Extract from a letter written in 1863:—

“Levant, 2° 2´ S. @ 131° W.

“Dear Fred:

“I try to find heart and life to tell you that it is all over with dear old Nolan. The doctor has been watching him very carefully, and yesterday morning came to me and told me that Nolan was not so well, and he said he should like to see me. Well, I went in, and there, to be sure, the poor fellow lay in his berth, smiling pleasantly as he gave me his hand, but looking very frail. I could not help a glance round, which showed me what a little shrine he had made of the box he was lying in. The stars and stripes were triced up above and around a picture of Washington, and he had painted a majestic eagle, with lightnings blazing from his beak, and his foot just clasping the whole globe, which his wings overshadowed. The dear old boy saw my glance and said with a sad smile: ‘Here, you see, I have a country!’

. . . . . . . . . . . . . . . . . . . . . . . . . . . . . . . . . . .

“An hour after I had left him, when the doctor went in gently, he found Nolan had breathed his life away with a smile.

“We looked in his Bible, and there was a slip of paper at the place where he had marked the text: ‘They desire a country, even a heavenly: wherefore God is not ashamed to be called their God: for He hath prepared for them a city.’

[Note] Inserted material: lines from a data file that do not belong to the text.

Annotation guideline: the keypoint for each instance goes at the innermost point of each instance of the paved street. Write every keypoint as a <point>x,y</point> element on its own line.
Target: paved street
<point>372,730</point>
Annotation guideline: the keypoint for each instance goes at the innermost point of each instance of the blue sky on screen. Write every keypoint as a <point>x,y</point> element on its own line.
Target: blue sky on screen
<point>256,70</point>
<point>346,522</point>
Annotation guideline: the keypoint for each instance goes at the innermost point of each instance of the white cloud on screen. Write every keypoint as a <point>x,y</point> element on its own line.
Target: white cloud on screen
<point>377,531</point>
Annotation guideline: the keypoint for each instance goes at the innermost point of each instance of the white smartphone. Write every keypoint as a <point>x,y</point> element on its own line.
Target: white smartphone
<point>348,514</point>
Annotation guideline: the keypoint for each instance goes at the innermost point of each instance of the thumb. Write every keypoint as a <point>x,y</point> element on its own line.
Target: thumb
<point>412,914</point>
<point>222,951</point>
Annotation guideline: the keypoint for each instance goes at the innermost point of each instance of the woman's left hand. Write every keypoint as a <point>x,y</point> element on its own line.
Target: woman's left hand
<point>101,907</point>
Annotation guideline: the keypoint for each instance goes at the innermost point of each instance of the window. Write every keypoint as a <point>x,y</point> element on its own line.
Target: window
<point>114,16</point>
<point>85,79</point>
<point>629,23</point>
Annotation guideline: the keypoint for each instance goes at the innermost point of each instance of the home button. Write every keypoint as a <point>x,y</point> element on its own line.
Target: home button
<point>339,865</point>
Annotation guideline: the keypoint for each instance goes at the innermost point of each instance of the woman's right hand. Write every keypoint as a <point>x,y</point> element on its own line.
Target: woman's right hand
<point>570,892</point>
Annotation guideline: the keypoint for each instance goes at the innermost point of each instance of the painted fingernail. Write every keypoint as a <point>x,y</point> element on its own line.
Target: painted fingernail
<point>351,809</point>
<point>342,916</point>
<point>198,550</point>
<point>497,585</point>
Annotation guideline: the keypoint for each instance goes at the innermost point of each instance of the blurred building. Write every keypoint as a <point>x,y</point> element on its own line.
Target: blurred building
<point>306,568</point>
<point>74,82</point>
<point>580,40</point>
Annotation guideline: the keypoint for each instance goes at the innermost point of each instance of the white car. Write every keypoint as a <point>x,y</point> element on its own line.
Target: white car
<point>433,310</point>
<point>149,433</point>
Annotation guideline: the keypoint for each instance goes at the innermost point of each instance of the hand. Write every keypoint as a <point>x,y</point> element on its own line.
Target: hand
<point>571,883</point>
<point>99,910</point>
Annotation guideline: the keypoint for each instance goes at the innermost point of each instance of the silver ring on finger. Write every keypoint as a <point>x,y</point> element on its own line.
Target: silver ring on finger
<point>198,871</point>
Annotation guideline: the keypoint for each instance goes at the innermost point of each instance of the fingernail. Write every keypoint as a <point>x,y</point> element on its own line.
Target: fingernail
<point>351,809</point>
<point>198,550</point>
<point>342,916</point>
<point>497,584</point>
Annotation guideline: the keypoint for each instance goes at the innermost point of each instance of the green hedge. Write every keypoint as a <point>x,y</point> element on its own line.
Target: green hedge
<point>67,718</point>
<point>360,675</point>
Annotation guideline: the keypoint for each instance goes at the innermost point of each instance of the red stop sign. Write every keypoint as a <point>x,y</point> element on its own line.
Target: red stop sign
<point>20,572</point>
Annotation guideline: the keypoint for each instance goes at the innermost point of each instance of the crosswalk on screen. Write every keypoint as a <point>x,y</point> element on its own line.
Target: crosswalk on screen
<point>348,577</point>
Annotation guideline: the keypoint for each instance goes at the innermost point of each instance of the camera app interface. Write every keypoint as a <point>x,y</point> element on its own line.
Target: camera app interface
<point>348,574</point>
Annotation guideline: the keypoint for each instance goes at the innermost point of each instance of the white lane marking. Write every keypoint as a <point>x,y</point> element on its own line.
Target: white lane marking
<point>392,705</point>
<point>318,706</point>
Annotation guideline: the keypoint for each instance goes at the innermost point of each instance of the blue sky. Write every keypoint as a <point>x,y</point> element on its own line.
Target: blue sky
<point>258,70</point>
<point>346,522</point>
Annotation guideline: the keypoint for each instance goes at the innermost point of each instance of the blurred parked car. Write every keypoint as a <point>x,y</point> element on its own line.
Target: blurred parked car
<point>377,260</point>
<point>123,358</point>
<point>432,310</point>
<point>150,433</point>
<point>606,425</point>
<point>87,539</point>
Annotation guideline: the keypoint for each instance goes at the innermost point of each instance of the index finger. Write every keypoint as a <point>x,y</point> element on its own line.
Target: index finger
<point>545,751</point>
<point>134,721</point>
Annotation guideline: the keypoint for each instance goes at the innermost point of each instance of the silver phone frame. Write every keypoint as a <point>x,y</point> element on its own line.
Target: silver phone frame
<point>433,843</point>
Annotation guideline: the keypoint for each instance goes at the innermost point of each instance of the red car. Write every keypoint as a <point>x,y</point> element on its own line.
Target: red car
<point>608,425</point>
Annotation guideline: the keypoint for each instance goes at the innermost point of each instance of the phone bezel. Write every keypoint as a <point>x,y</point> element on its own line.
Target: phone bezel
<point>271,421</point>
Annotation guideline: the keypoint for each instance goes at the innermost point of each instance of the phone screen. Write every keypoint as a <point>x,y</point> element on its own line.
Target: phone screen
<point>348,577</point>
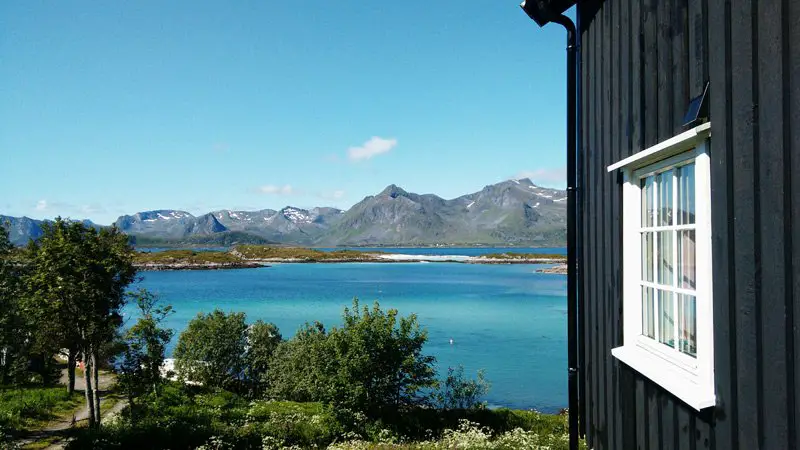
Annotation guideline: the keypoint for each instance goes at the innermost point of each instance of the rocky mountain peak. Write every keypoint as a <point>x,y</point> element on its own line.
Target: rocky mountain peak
<point>393,191</point>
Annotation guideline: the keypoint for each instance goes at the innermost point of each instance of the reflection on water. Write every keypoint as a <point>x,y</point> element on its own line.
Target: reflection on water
<point>506,319</point>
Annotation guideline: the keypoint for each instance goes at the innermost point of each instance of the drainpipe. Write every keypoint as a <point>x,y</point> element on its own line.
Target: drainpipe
<point>572,266</point>
<point>542,12</point>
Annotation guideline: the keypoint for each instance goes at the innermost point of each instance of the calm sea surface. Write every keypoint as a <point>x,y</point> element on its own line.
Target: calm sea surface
<point>505,319</point>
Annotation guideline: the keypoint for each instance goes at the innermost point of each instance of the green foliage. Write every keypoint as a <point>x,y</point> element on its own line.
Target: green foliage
<point>525,256</point>
<point>299,368</point>
<point>76,283</point>
<point>219,350</point>
<point>190,417</point>
<point>222,239</point>
<point>373,363</point>
<point>262,340</point>
<point>186,257</point>
<point>472,436</point>
<point>15,328</point>
<point>301,254</point>
<point>144,347</point>
<point>211,351</point>
<point>21,408</point>
<point>458,392</point>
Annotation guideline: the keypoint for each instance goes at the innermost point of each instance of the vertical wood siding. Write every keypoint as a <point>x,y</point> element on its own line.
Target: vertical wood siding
<point>642,60</point>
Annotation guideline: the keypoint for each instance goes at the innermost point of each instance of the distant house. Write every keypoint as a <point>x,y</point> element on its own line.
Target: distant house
<point>689,297</point>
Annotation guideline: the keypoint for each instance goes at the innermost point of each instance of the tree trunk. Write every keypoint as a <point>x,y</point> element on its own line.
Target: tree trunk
<point>71,357</point>
<point>96,385</point>
<point>87,378</point>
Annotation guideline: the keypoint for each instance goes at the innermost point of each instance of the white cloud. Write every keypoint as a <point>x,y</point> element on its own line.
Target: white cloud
<point>333,195</point>
<point>92,209</point>
<point>553,177</point>
<point>373,147</point>
<point>271,189</point>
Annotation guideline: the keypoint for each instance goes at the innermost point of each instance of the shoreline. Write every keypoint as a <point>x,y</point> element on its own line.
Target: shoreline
<point>267,262</point>
<point>250,257</point>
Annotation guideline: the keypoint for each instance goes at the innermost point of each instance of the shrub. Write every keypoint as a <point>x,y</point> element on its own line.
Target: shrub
<point>373,363</point>
<point>23,407</point>
<point>457,392</point>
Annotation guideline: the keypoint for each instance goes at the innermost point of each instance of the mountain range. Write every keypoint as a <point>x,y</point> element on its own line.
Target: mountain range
<point>513,212</point>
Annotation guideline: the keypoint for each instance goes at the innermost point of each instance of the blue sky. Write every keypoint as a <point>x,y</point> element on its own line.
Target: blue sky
<point>117,107</point>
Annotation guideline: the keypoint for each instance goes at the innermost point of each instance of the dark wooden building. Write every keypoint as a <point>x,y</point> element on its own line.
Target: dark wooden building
<point>690,293</point>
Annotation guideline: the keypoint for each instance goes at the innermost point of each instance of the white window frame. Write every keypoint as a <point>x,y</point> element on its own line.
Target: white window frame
<point>690,379</point>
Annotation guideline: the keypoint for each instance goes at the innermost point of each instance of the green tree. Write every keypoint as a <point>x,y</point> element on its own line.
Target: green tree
<point>145,345</point>
<point>458,392</point>
<point>75,289</point>
<point>299,369</point>
<point>15,330</point>
<point>262,340</point>
<point>373,363</point>
<point>211,350</point>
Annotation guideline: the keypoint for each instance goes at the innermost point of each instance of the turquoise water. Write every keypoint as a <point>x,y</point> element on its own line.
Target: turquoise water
<point>505,319</point>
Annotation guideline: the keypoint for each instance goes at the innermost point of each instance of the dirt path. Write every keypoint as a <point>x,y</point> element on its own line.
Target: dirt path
<point>55,431</point>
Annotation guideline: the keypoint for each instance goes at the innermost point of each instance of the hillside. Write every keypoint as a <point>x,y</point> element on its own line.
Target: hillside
<point>513,212</point>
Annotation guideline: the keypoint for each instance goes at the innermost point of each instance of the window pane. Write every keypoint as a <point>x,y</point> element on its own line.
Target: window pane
<point>666,323</point>
<point>687,271</point>
<point>647,257</point>
<point>686,194</point>
<point>664,182</point>
<point>648,316</point>
<point>687,324</point>
<point>666,260</point>
<point>648,191</point>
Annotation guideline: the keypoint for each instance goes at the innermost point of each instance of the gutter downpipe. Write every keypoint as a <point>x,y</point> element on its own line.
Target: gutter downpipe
<point>572,266</point>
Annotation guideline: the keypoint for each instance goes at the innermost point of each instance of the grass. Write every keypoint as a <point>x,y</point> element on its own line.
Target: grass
<point>514,256</point>
<point>191,416</point>
<point>186,257</point>
<point>303,254</point>
<point>23,409</point>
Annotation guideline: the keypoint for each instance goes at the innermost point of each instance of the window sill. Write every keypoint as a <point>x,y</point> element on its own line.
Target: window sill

“On this slip of paper he had written: ‘Bury me in the sea; it has been my home, and I love it. But will not some one set up a stone for my memory at Fort Adams, or at Orleans, that my disgrace may not be more than I ought to bear? Say on it:

In Memory of
PHILIP NOLAN,
Lieutenant in the Army of the United States.
He loved his country as no other man has
loved her; but no man deserved
less at her hands.’ ”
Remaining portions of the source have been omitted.